Now with Helgeland's PAYBACK restored, everything I hated about the theatrical edit has been whacked, and everything good about it has been enhanced with steroids. The action narrative is a decliously skull-bashing great time that doesn't complicate itself with bullshit. No narration, no Kristofferson, no boring blue-tint cinematography, no real concern to make Porter heroic or even likeable, and the mutt actually gets put to sleep.

Helgeland's PAYBACK, stuck in a cinematic modern-day where the 1970s never ended, is the closest equivalent in recent times to a true Lee Marvin movie, a brutal balls-to-the-walls extravaganza that contains the best and worst aspects of masculinity, all without trying to be a damn smartass.

Its pretty much nearly a perfect remake, considering how this movie is a remake of John Boorman's classic POINT BLANK, and both are based off Donald E. Westlake's novel "The Hunter." Like Westlake's Parker books, PAYBACK is pure bang bang entertainment that is something that the likes of SIN CITY so badly claim to be. I guess to steal a label from The Outlaw Vern, an internet critic I greatly respect, Helgeland's PAYBACK is "badass cinema."
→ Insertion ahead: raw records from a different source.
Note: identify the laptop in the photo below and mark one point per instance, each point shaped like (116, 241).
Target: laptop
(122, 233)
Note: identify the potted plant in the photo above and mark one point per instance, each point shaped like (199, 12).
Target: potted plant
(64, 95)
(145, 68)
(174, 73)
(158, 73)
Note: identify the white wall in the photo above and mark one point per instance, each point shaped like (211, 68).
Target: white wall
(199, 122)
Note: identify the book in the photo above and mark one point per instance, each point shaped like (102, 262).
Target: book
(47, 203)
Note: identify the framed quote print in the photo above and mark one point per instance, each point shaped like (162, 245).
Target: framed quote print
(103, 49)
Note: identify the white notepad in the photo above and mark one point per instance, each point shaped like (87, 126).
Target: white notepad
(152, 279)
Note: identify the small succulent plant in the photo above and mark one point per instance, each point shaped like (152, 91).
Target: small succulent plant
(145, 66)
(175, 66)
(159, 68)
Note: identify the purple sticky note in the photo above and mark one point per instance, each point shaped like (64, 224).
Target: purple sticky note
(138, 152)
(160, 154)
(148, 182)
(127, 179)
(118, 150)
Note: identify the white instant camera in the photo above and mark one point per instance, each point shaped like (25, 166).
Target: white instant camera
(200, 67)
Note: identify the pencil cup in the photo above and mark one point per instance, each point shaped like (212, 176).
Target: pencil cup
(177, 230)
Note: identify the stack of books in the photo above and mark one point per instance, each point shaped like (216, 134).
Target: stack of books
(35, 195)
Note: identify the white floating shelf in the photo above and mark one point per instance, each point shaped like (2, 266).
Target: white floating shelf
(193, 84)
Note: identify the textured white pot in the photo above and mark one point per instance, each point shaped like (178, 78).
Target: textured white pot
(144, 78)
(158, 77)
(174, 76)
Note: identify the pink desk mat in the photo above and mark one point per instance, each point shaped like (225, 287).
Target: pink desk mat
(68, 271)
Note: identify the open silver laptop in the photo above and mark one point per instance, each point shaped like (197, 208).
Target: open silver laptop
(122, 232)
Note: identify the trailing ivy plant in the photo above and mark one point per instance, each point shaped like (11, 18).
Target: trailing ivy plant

What depresses me is that if the Director's Cut of PAYBACK was released today, it would be a hit. Inspired by the crime plot boilers of the 1960s and 70s, Helgeland's PAYBACK likewise would click with our cynical society, where its ambivalent characterization and ending would have been accepted. But because PAYBACK was shot in the boring, apathetic, and wussy 1990s, test audiences prefered the witty and bland theatrical version with the more likeable Jew-hating Gibson.

I know it wasn't Mad Mel's direct fault and all that we had to wait 9 long years for a damn good movie to escape Paramount's vaults, but when he criticizes Helgeland's edit in that "you can't make a movie for a selective elite," I thought this was rich coming from the same dude who shot a pretty violent and dark subtitled movie about Mayans some years back.